Estes, por sua vez, são introduzidos como os Quatro Cavaleiros do Apocalipse, a classificação indiciando o modo como são qualificados pelo narrador. E o fato de que, na continuação da história, não sejam nomeados de maneira diversa revela o desejo de não lhes conceder qualquer individuação, a fim de que tenham condições de representar, mais genericamente, tipos de atitudes encontradas na juventude universitária: as do ambicioso, de revolucionário, do sempre bem sucedido etc.
Em O carnaval dos animais, Scliar refina estas características: na maior parte das histórias, as personagens não são nomeadas. Há o marujo de A vaca, o homem de Uma casa; às vezes, mesmo esta indicação desaparece: Os leões, As ursas, O dia em que matamos James Cagney apresentam a ação de grupos, coletivizando a personagem e anulando sua individualidade. Quando esta reaparece, é para identificar homens que já são mitos o Capitão Marvel, em Shazam, ou Marx, em O velho Marx — que tudo fazem para renunciar a esta mitificação e se dissolveram no anonimato e na mediocridade.
O insólito, por seu turno, instala-se com força total nos relatos, aproximando os ao fantástico que, no início dos anos 1970, terá cadeira cativa na ficção brasileira. No entanto, o insólito agora se associa a uma marca apenas entrevista em Pequena história de um cadáver: ela resulta do refinamento da crueldade humana.

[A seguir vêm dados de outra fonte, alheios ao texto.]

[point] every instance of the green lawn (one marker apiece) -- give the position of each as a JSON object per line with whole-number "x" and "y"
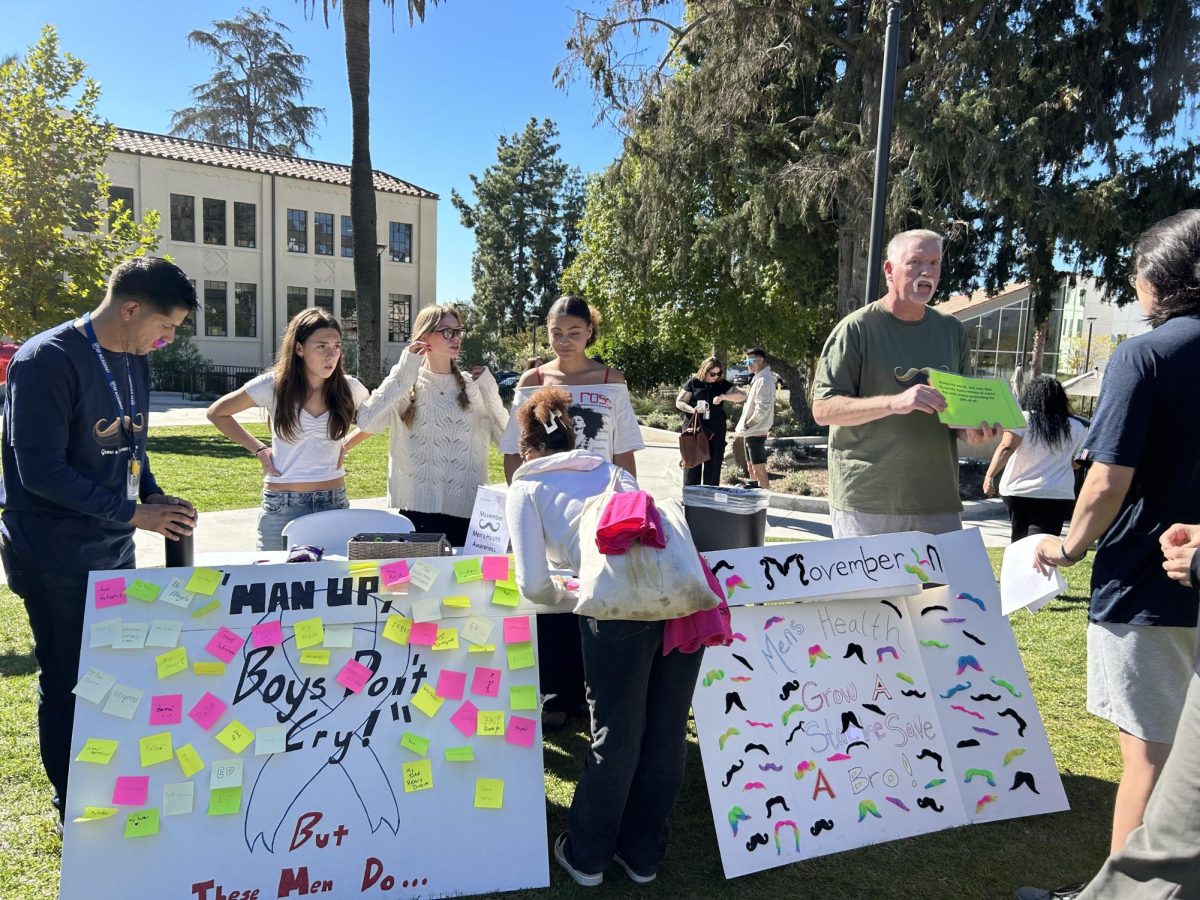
{"x": 978, "y": 862}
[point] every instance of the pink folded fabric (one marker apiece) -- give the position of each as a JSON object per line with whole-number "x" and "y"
{"x": 630, "y": 516}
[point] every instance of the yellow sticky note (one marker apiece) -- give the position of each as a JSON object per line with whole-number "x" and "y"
{"x": 427, "y": 701}
{"x": 142, "y": 823}
{"x": 520, "y": 655}
{"x": 204, "y": 581}
{"x": 310, "y": 633}
{"x": 189, "y": 760}
{"x": 418, "y": 775}
{"x": 489, "y": 793}
{"x": 447, "y": 640}
{"x": 415, "y": 743}
{"x": 491, "y": 723}
{"x": 155, "y": 749}
{"x": 171, "y": 663}
{"x": 235, "y": 736}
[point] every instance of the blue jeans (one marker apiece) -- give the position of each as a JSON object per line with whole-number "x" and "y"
{"x": 281, "y": 507}
{"x": 634, "y": 769}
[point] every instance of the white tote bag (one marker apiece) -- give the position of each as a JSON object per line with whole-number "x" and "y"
{"x": 642, "y": 582}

Esse pode advir, de um lado, do aperfeiçoamento tecnológico, como mostram Os leões e Cão, nos quais está em jogo o extermínio do outro, percebido e avaliado como o antagonista a ser aniquilado. Contudo, pode advir também do afloramento de forças primitivas e incontroladas do ser humano, como ocorre cm Canibal, em que Angelina é obrigada a comer as próprias entranhas para sobreviver, enquanto Bárbara engorda com os alimentos que não divide com a amiga, Ou em Torneio de pesca, em que o candidato mais habilitado a vencer o concurso é expulso do campeonato e tem seus membros amputados.
São contos que se revelam parábolas da sociedade contemporânea. A concorrência — norma imposta pelo capitalismo — só é vencida pela eliminação sumária dos competidores, o que provoca a violência ilimitada, provenha ela de dentro ou ele feira do indivíduo.

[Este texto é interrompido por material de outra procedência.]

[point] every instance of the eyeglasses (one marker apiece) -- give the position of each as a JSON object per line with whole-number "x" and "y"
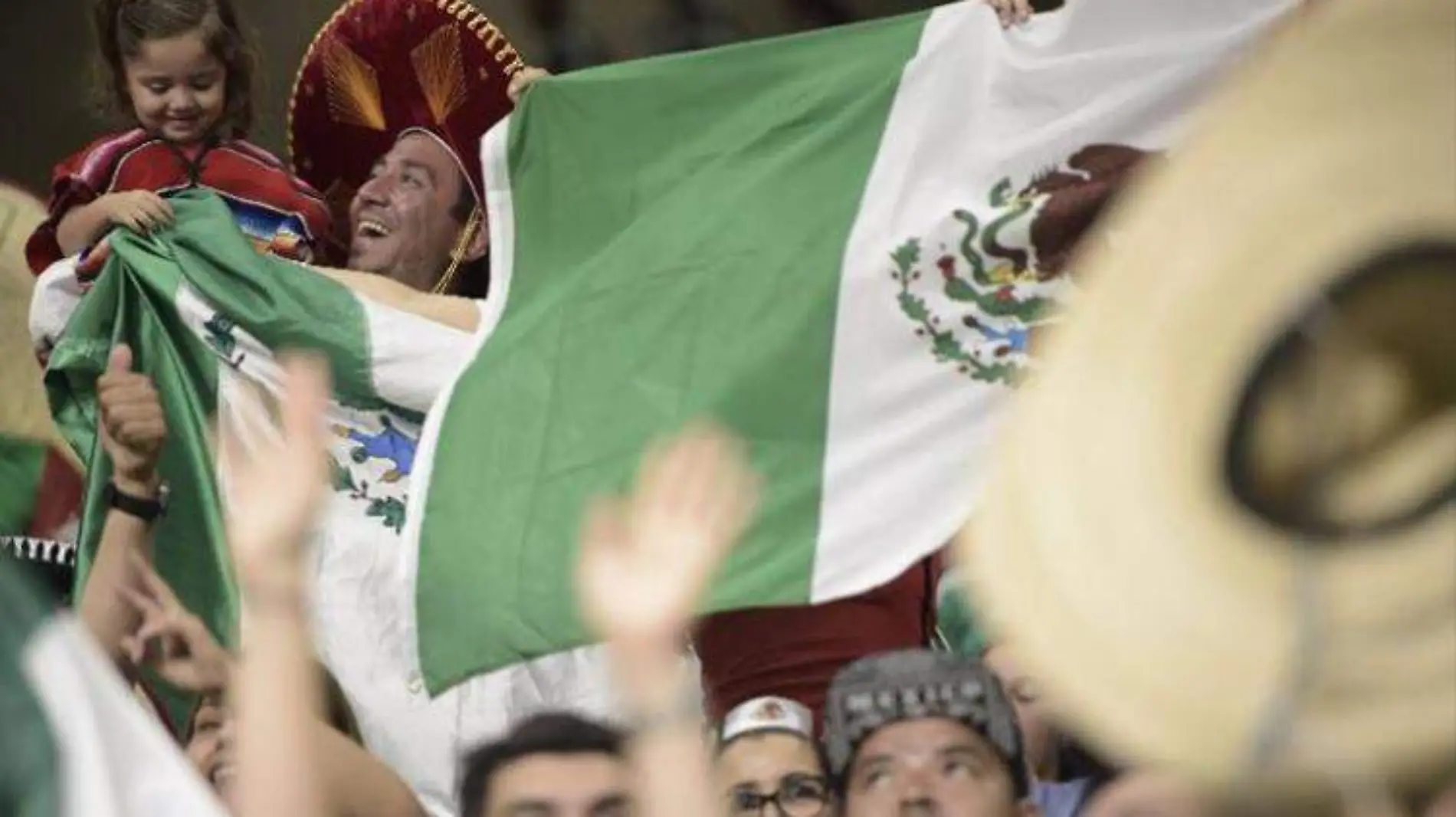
{"x": 799, "y": 796}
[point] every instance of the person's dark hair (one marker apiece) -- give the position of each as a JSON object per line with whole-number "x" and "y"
{"x": 474, "y": 277}
{"x": 555, "y": 733}
{"x": 123, "y": 25}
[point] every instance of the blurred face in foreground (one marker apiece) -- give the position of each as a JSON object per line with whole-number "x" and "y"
{"x": 931, "y": 768}
{"x": 559, "y": 786}
{"x": 212, "y": 746}
{"x": 772, "y": 765}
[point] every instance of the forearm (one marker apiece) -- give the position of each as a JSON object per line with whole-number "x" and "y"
{"x": 102, "y": 606}
{"x": 82, "y": 226}
{"x": 277, "y": 704}
{"x": 670, "y": 755}
{"x": 454, "y": 312}
{"x": 357, "y": 784}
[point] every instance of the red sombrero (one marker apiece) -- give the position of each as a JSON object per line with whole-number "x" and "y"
{"x": 383, "y": 67}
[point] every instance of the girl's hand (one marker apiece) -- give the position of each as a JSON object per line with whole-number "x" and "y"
{"x": 140, "y": 212}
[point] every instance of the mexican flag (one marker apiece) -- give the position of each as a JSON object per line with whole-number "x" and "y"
{"x": 841, "y": 245}
{"x": 204, "y": 315}
{"x": 76, "y": 743}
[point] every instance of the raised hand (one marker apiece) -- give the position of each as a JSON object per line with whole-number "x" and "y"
{"x": 171, "y": 640}
{"x": 1011, "y": 12}
{"x": 647, "y": 558}
{"x": 523, "y": 80}
{"x": 131, "y": 427}
{"x": 137, "y": 210}
{"x": 277, "y": 487}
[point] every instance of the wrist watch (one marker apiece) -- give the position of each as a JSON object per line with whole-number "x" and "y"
{"x": 140, "y": 507}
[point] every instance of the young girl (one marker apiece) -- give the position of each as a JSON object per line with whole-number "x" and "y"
{"x": 181, "y": 71}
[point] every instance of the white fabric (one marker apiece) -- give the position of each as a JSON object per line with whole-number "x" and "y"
{"x": 116, "y": 759}
{"x": 56, "y": 296}
{"x": 976, "y": 105}
{"x": 364, "y": 574}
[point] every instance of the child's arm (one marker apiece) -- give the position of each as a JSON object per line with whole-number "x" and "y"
{"x": 451, "y": 310}
{"x": 139, "y": 210}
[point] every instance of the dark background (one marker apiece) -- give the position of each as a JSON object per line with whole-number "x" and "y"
{"x": 45, "y": 54}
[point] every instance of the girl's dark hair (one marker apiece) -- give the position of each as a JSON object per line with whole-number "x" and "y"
{"x": 123, "y": 25}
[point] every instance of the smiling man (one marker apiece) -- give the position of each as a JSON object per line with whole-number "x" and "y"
{"x": 386, "y": 118}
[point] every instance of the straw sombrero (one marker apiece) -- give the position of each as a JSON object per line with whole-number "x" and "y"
{"x": 1223, "y": 529}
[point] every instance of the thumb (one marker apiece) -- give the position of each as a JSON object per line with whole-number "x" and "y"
{"x": 120, "y": 359}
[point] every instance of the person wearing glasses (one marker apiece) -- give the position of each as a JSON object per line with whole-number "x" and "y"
{"x": 769, "y": 763}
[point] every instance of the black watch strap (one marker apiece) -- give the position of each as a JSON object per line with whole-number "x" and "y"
{"x": 143, "y": 509}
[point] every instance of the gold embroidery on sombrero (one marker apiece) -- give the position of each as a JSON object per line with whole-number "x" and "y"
{"x": 353, "y": 87}
{"x": 440, "y": 71}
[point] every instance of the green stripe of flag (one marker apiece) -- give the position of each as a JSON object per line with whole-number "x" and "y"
{"x": 181, "y": 300}
{"x": 694, "y": 268}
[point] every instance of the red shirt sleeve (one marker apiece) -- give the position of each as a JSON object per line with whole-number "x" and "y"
{"x": 74, "y": 182}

Por essa razão, a temática da crueldade e da violência atravessa a trajetória do Scliar contista. Em O mistério dos hippies desaparecidos, ele denuncia a origem social do ato opressivo, que ajuda aumentar as rendas do ‘senhor de cinza”, explorador dos artesãos. Todavia, a natureza humana também é responsável pela ação predatória sobre as pessoas e o meio, quando da vazão ao inconsciente incontido e mobiliza instintos primitivos e destruidores.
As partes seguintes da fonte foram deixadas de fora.